Select Greater Philadelphia president Tom Morr is expanding his stump speech.
In his presentation of the organization’s regional report yesterday, tucked between the usual facts about local higher education attainment and the diverse makeup of the region’s industries was a whole slide about the city’s “entrepreneurial ecosystem,” namely highlighting the region’s more than 20 coworking spaces and incubators.
It seems that the region’s burgeoning coworking scene is now a selling point for Select Greater Philadelphia, the economic development arm of the Chamber of Commerce. Old City coworking pioneer Indy Hall even gets a few photos in the physical copy of the Regional Report.
Select Greater Philadelphia has helped about 90 firms and 4,000 jobs relocate to the region since it was founded in 2003, Morr said.
Last month, it invited about seven international journalists to tour the region’s tech entrepreneurship scene in an effort to get global coverage.
“So far, the coverage has been uniformly positive,” said Morr, noting that two international media outlets had already written about the trip.
Here are five big numbers from the report, which is meant to be a guide to why businesses should relocate here:
- $390.3 billion: Greater Philadelphia’s Regional Gross Product
- 151,400: Number of workers employed in STEM, amounting to 5.4 percent of the region’s total employment. That number (151,400) is 10 percent more than the national average.

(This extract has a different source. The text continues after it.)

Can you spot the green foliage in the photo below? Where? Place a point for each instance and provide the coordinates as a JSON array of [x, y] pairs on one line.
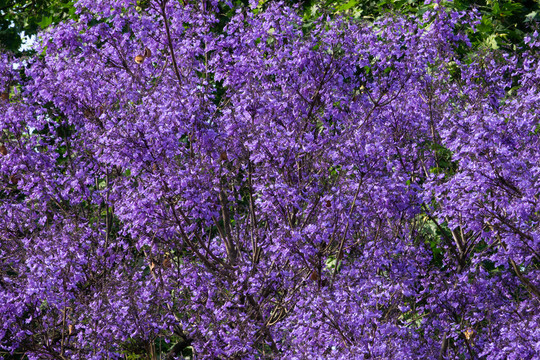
[[504, 23], [27, 17]]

- 24,408: Master’s degrees awarded in 2012. The region’s colleges and universities award almost five percent more Master’s Degrees per total degrees awarded than the national average.
- $10.2+ billion: The amount the region spends on research & development. The private sector make up $8.9 billion, while universities spent more than $1.3 billion on research and development.
- $194,048: The median sales price of a Philadelphia region house in 2012 (Q2).